There’s a spectrum of how well names go together. Madison and Mikayla are the same style. Madison and Sadie are different styles but compatible. Madison and Brooklyn on one hand go together perfectly—but on the other hand, now the place-name style is getting a little strong. Madison and Addison are matchy. Madison and Velma aren’t the same style at all.
But—style categories are so subjective. When you were reading the paragraph above, maybe you thought “Madison and Mikayla are a terrible clash!” or “Madison and Sadie are the SAME style!” How many times have I suggested a sibling name and you’ve thought, “I really don’t think that goes together at all”? A lot, probably. What sounds like “the same style” to me or to you is going to depend on where we live, what we grew up hearing, what names are common in our families, what names we like and dislike. This is one of the ways in which sibling name coordination DOESN’T matter much: even if you choose names that go together, other people may think you didn’t.
A problem is most likely to arise when a family uses the same style for all their children—except one. A family with four girls, say, named Alissandra, Anastasia, Arabella, and Carson. Possibly Carson will feel she really dodged a bullet on this one, or perhaps she will feel left out. The overall effect, though, is “one of these things is not like the others,” and other people may wonder why. Perhaps they will think this means the family really wanted a boy. Carson may wonder about that herself.
It works better if it’s the first child whose style is different, especially if that child is a namesake. Carson, named for her mother’s maiden name, followed by Alissandra, Anastasia, and Arabella—well, that’s different. A boy named Wisdom, followed by brothers Matthew and Ethan and Joseph—well, sometimes people start out with one idea about names, and then change to another idea.
While sibling names needn’t coordinate, a family with a daughter named Madison may want to avoid the name Addison—not because a future coworker will care what Madison’s sister’s name is, but because rhyming sibling names can be a hassle during the time when the family shares a household.

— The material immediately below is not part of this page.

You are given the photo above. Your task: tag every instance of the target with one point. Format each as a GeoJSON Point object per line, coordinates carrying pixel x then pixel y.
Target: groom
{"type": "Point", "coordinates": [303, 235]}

Or let’s say a family has one son named Michael and another named Ulysses. Any reason this is something that will plague them as adults? Nah. But they’ll be children for a long time first, and during that time they are going to get sick of discussing it with every nosy Swistle parker.
A good explanation (as with “Carson is her mother’s maiden name,” above) goes a long way to oiling a style difference. The twin daughters of former U.S. president George W. Bush are named Barbara and Jenna, and those names are very different styles. But the girls are named for their grandmothers, and so in that way they DO go together.
I also think style differences matter less if a family has one style for the girls and a different style for the boys. A family with an Alissandra and an Anastasia can easily have a Mark and a John. A family with a Jenna and an Erin can easily have a Saul and a Jonah. It’s common enough for people to have different style preferences for boys and for girls, so it doesn’t strike that “Why so different?” note.
Where do you stand on the issue of sibling name coordination? Where on the spectrum are you?